Reasonable Doubter

About this Blog: CIO.com’s Reasonable Doubter Constantine von Hoffman keeps a close eye on technology, government, public policy, privacy and security to help readers see the forest for the trees—and the facts through the BS.

Reasonable Doubter

Cybersecurity Bill Dies; Presidential Directive Lives; Press Overreacts

A number of news publications launched "Pearl Harbor" levels of hyperbole this week after the U.S. Senate did exactly as expected and killed the latest cybersecurity bill. Meanwhile, Obama signed a piece of paper that's designed to protect America from Evil Hackers and other Bad Guys.

to Security |

Fortunately for us all, the solons in Washington have decided to take time off from being outraged over: A) what Gen.

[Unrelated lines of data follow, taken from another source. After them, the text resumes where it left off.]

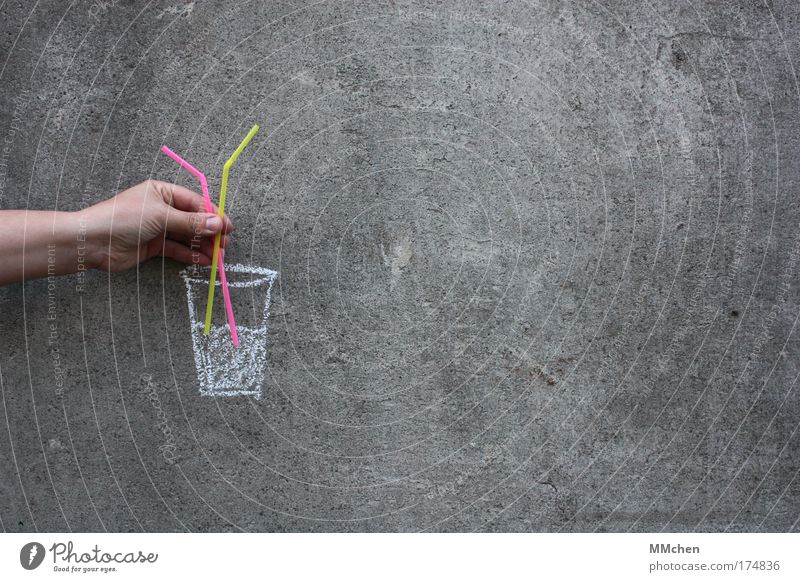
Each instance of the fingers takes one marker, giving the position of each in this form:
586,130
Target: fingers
195,223
175,250
186,200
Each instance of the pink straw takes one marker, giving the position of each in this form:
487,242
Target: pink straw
210,209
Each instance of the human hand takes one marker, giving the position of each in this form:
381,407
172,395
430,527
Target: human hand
151,219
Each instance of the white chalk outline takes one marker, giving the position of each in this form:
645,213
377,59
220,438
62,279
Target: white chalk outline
191,276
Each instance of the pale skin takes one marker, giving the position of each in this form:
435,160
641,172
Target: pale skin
148,220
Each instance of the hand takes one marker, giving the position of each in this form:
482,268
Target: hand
151,219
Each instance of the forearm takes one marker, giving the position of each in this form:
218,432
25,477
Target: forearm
42,243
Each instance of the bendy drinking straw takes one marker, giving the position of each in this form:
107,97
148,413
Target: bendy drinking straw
209,208
225,171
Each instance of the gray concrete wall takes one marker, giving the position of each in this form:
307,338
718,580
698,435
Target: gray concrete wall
538,266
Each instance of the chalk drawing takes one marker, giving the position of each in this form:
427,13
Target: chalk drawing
224,369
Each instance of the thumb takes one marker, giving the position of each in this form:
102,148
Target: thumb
193,223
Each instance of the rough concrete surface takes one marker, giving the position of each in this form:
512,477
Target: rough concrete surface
538,266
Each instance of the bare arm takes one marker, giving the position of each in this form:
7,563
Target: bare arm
150,219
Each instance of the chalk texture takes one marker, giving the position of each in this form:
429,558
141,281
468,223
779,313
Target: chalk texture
538,266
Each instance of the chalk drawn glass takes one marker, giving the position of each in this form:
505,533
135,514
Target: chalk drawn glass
222,369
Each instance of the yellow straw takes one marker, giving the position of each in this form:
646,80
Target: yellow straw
225,170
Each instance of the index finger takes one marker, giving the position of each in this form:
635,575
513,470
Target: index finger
188,201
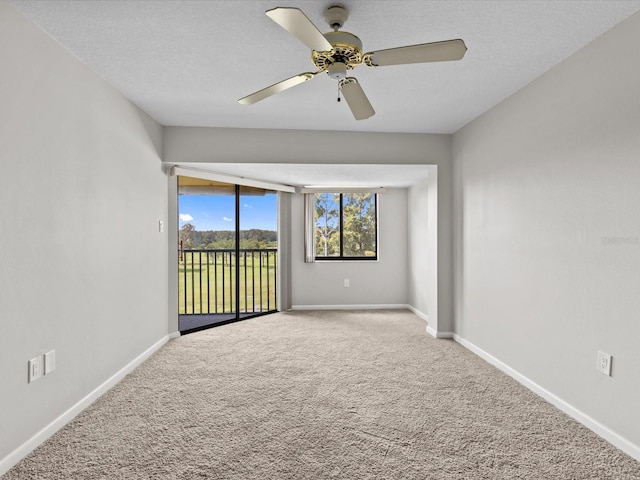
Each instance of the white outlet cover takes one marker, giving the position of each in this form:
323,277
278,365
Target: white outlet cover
49,362
35,369
604,363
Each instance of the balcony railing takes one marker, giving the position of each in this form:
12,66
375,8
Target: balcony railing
207,281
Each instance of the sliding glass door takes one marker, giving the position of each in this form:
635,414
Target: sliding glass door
227,252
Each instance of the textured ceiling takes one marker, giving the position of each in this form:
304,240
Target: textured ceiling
187,62
349,175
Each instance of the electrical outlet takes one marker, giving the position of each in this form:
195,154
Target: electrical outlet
35,369
49,362
604,363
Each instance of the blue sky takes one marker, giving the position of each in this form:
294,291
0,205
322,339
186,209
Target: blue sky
217,212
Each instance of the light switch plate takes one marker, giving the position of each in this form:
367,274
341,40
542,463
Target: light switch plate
49,362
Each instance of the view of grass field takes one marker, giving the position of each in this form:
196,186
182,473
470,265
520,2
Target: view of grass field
207,281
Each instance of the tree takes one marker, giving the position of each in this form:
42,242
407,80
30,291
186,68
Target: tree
359,225
326,222
186,236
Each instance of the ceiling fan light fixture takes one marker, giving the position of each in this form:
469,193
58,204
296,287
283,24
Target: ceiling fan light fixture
337,70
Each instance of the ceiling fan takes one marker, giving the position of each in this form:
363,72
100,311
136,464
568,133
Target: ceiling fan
338,52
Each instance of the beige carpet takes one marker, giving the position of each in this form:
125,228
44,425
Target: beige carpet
315,395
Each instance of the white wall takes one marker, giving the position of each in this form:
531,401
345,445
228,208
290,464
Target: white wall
547,231
83,267
380,283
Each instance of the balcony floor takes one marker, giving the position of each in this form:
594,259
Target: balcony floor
194,322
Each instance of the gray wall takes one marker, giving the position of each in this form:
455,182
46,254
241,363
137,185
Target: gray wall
227,145
82,262
379,283
547,229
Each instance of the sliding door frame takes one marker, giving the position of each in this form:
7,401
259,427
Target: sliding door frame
283,267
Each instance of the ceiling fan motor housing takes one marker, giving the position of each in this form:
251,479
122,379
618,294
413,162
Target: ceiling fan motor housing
347,50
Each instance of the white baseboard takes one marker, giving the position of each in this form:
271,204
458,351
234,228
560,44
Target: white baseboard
431,331
609,435
27,447
391,306
420,314
434,333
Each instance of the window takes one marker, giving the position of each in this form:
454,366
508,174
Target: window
345,226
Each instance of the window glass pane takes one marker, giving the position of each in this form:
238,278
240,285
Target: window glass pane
359,225
327,225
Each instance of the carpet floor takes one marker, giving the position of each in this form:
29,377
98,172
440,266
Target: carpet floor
315,395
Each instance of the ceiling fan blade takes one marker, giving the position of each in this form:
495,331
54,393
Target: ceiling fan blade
294,21
426,52
277,88
356,98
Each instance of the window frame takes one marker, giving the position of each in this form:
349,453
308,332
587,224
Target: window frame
341,257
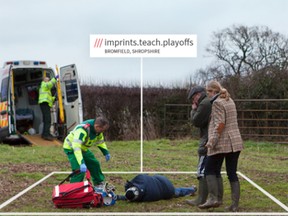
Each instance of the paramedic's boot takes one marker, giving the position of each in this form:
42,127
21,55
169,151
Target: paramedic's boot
235,196
100,188
120,197
212,201
202,193
185,191
220,190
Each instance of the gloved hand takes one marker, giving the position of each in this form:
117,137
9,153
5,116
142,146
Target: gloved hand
83,168
107,157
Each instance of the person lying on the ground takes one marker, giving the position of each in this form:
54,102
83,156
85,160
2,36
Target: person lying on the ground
145,188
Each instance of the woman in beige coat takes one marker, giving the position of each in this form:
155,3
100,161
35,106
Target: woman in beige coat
224,142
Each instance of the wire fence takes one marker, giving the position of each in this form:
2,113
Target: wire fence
258,119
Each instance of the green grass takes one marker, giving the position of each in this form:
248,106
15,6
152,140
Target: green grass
264,163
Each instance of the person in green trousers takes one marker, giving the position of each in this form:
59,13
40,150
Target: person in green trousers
76,147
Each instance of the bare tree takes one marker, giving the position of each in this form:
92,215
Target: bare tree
245,49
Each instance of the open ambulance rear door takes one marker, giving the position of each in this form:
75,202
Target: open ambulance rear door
70,88
7,120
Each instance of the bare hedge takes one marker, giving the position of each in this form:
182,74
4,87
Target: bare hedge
122,107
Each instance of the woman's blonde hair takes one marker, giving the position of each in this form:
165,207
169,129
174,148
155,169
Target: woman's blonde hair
217,88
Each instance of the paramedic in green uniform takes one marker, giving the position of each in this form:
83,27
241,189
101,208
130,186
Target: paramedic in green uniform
76,146
46,101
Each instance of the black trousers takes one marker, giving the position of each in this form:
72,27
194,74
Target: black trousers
214,164
46,115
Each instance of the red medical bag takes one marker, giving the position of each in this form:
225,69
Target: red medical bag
76,195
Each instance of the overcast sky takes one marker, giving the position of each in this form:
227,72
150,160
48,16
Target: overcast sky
57,31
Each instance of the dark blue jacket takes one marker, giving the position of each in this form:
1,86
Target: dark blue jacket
152,188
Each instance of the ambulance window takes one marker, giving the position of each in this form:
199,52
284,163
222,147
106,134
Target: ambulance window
35,75
20,78
71,90
4,89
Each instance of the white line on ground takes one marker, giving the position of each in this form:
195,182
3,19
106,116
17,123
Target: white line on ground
264,192
149,213
145,213
24,191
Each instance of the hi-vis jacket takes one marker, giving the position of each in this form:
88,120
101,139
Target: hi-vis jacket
45,92
83,137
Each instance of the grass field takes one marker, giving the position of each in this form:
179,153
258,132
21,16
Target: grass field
20,166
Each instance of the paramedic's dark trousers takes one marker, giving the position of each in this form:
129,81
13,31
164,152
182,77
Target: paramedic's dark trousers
45,109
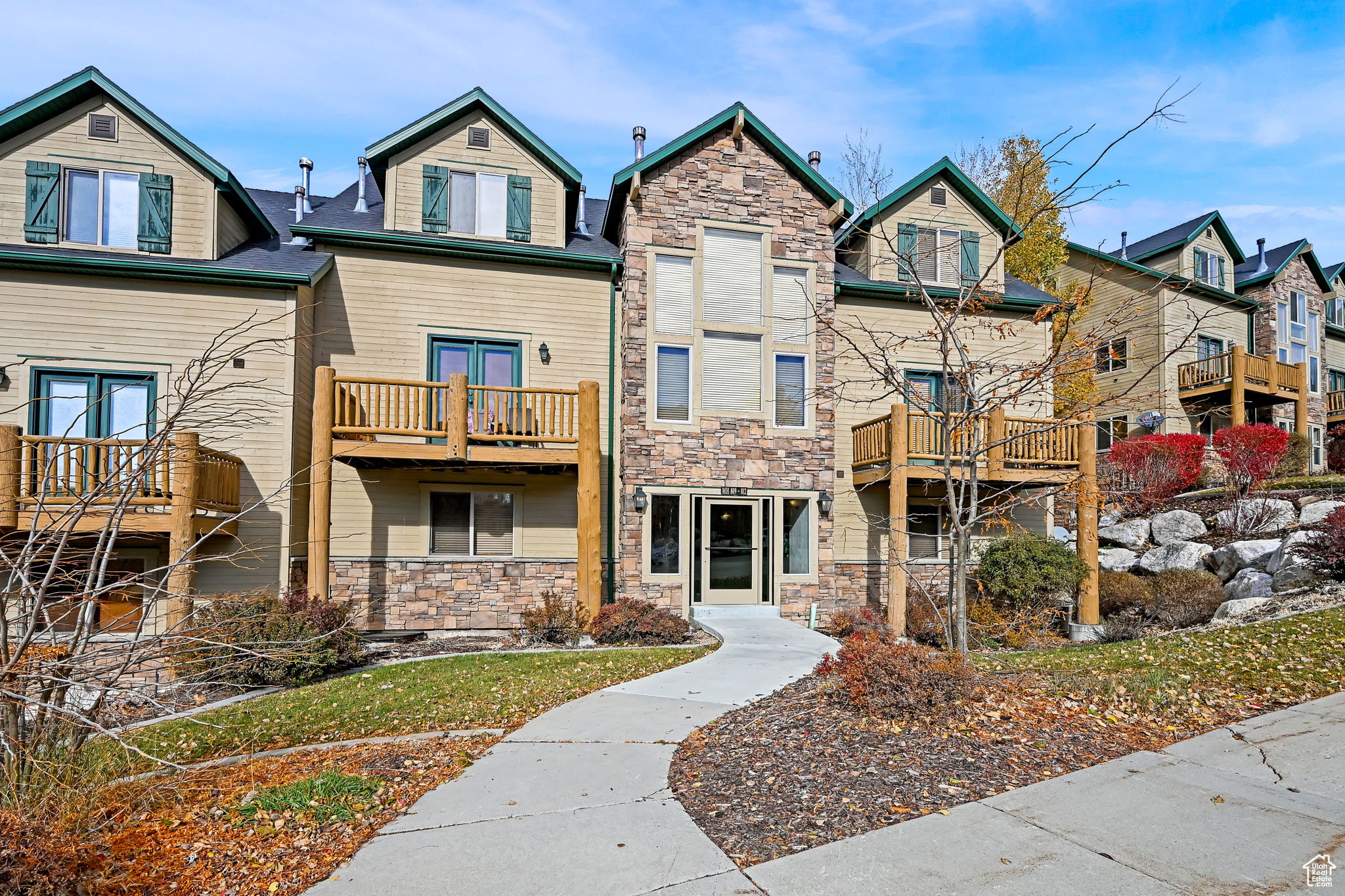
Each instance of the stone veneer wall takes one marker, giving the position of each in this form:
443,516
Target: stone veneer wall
447,594
731,181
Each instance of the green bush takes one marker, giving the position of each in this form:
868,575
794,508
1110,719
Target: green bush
1026,570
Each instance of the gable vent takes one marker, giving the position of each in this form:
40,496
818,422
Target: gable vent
102,127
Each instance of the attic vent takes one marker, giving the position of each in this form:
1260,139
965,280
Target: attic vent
102,127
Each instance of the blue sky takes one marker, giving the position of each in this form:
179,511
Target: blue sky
261,83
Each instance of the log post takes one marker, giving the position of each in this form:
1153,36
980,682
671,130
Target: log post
320,484
11,463
1238,386
898,539
590,498
182,524
456,421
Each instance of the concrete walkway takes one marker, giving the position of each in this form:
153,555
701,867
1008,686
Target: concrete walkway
576,801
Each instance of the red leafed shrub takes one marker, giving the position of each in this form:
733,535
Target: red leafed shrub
632,621
896,680
1251,453
1160,467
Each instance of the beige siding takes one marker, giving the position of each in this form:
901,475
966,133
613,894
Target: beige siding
506,156
65,140
72,323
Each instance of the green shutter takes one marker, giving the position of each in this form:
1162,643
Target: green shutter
435,200
155,213
970,257
519,209
906,250
42,210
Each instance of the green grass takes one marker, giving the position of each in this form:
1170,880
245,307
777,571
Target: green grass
486,691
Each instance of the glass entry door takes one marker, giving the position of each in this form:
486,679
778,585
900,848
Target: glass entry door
731,553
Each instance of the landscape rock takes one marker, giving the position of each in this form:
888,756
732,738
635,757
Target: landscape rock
1178,526
1250,584
1258,515
1243,555
1179,555
1132,534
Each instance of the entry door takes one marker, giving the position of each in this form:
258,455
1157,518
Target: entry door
731,554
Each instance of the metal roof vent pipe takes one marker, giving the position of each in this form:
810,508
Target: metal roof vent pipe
361,206
307,165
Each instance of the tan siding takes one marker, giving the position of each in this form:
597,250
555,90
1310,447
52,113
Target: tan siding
449,148
65,136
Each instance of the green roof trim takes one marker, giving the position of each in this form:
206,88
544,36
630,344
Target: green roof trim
381,151
947,168
498,253
91,82
144,269
790,159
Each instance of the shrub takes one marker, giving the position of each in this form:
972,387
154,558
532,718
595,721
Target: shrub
849,621
1160,467
1325,554
896,680
556,620
1250,453
1026,570
632,621
264,640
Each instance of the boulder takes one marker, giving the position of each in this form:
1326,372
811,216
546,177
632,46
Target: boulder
1243,555
1248,584
1251,516
1132,534
1179,555
1178,526
1289,551
1319,511
1292,576
1118,559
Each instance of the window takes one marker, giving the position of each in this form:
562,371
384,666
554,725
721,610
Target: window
1111,356
665,534
673,385
472,523
790,390
477,203
102,209
92,405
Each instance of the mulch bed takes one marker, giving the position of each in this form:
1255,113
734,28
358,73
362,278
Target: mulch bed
797,770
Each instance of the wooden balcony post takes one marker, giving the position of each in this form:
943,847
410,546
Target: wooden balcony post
185,464
320,484
590,498
456,421
11,461
898,448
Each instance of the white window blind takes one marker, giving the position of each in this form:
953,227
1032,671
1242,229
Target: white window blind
731,372
732,277
790,305
673,295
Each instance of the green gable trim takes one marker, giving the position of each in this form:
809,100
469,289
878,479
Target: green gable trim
381,151
780,150
947,168
144,269
91,82
498,253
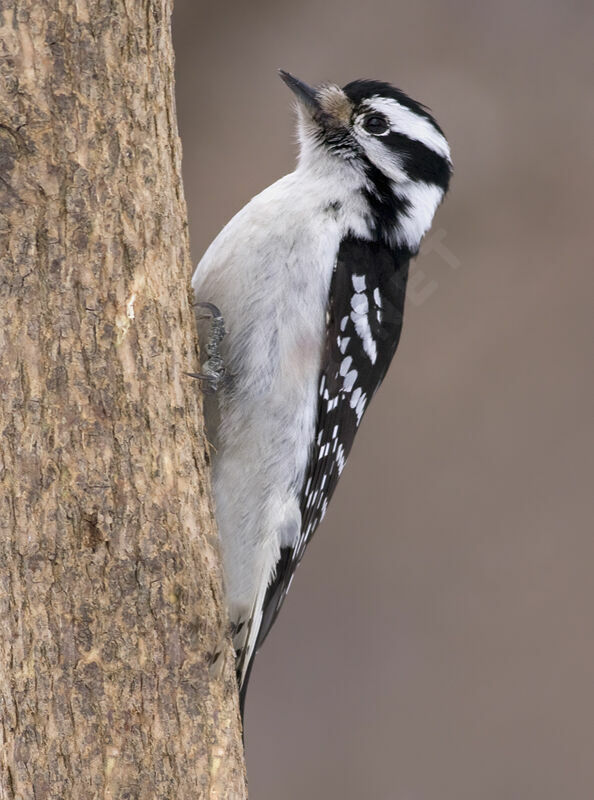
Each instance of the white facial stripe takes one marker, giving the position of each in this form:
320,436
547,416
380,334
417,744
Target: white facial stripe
404,120
414,224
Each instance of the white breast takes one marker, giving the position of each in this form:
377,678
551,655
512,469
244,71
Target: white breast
269,272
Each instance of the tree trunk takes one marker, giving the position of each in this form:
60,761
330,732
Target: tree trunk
110,585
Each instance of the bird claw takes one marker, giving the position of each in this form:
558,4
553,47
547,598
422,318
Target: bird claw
213,369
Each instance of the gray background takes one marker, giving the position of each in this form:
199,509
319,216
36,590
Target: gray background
438,641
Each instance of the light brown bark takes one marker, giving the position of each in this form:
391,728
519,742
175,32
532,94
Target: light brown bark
110,586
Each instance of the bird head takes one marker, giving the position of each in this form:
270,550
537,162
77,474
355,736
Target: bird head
389,140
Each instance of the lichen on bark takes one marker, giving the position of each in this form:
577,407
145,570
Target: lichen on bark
110,584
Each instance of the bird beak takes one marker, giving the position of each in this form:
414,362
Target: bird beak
304,93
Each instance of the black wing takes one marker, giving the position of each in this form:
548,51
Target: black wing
364,325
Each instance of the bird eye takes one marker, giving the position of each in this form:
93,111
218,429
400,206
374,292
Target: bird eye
375,124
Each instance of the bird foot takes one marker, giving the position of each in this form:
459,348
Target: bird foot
213,369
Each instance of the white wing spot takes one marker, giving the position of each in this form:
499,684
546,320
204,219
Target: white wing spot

Petreaus did with another consulting adult; and B) our ambassador to the U.N. reading the scripts she was handed.

Finding themselves with spare time on their hands, these people decided to take up legislation previously ignored out of fear it might upset someone in the electorate.

While legislating is part of their jobs, it is only occasionally in the public interest. This time it resulted in the news that:

"Senate Republicans today killed cybersecurity legislation backed by President Barack Obama, heading off Democratic calls for action this year on a law to guard against computer attacks."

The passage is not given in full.